Oncogenic regulation of tumor metabolic reprogramming

Abstract

Development of malignancy is accompanied by a complete metabolic reprogramming closely related to the acquisition of most of cancer hallmarks. In fact, key oncogenic pathways converge to adapt the metabolism of carbohydrates, proteins, lipids and nucleic acids to the dynamic tumor microenvironment, conferring a selective advantage to cancer cells. Therefore, metabolic properties of tumor cells are significantly different from those of non-transformed cells. In addition, tumor metabolic reprogramming is linked to drug resistance in cancer treatment. Accordingly, metabolic adaptations are specific vulnerabilities that can be used in different therapeutic approaches for cancer therapy. In this review, we discuss the dysregulation of the main metabolic pathways that enable cell transformation and its association with oncogenic signaling pathways, focusing on the effects of c-MYC, hypoxia inducible factor 1 (HIF1), phosphoinositide-3-kinase (PI3K), and the mechanistic target of rapamycin (mTOR) on cancer cell metabolism. Elucidating these connections is of crucial importance to identify new targets and develop selective cancer treatments that improve response to therapy and overcome the emerging resistance to chemotherapeutics.

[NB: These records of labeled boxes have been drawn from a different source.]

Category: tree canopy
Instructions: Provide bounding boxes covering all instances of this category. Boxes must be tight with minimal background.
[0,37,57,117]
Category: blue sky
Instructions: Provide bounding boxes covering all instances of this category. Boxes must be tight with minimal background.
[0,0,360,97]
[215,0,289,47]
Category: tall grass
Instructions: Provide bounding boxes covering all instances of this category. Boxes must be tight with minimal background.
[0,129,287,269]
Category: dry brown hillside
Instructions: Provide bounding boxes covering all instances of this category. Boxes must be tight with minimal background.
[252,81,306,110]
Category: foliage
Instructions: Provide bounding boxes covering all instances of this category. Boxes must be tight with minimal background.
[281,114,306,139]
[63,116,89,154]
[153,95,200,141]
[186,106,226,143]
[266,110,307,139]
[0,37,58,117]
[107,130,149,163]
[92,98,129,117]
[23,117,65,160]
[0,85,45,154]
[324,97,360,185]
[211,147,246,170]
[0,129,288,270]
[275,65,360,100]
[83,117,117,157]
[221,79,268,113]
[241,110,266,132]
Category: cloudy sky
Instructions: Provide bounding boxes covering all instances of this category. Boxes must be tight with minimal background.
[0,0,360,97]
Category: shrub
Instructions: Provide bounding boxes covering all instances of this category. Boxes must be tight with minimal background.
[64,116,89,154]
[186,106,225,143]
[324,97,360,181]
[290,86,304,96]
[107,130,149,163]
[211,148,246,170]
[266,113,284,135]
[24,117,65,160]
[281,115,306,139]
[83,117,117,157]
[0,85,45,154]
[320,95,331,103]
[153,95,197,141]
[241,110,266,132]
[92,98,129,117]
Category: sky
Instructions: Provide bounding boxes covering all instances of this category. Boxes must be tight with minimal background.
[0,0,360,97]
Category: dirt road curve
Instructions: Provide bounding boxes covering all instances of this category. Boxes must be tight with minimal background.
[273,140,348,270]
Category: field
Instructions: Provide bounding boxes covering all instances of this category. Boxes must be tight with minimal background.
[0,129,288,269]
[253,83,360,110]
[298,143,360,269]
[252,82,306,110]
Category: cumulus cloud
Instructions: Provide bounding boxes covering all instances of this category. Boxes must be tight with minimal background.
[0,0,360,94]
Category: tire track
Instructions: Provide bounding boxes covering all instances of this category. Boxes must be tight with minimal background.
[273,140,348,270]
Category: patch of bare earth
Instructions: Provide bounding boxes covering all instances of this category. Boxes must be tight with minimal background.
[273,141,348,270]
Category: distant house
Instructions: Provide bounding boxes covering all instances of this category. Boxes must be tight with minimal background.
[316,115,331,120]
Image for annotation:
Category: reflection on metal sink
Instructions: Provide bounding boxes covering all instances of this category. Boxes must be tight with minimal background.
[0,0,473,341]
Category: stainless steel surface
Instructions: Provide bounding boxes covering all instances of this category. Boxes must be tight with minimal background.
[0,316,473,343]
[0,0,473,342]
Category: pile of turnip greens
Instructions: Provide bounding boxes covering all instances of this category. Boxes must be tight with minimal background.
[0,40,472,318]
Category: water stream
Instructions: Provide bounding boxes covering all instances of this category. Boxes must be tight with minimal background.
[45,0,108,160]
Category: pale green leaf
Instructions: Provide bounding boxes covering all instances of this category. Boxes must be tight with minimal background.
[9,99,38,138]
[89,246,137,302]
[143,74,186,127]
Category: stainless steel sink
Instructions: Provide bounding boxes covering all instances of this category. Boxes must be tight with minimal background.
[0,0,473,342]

Keywords: HIF; MYC; PI3K; mTOR; metabolic reprogramming.

Figure 1. Major metabolic pathways involved in tumor metabolic reprogramming

An overview of the main catabolic and anabolic metabolic pathways supporting tumor cell growth and survival. Enzymes are shown in bold. 6PGD, 6-phosphogluconate dehydrogenase; ACLY, ATP citrate lyase; CoA, coenzyme A; GLS, glutaminase; GDH, glutamate dehydrogenase; G6PD, glucose-6-phosphate dehydrogenase; GAPDH, glyceraldehyde-3-phosphate dehydrogenase; LDH, lactate dehydrogenase; ME1, malic enzyme 1 cytoplasmic form; ME2, malic enzyme 2 mitochondrial form; NAD⁺, nicotinamide adenine dinucleotide oxidized form; NADH, nicotinamide adenine dinucleotide reduced form; NADPH, nicotinamide adenine dinucleotide phosphate reduced form; PC, pyruvate carboxylase; PDH, pyruvate dehydrogenase; PGM, phosphoglucomutase.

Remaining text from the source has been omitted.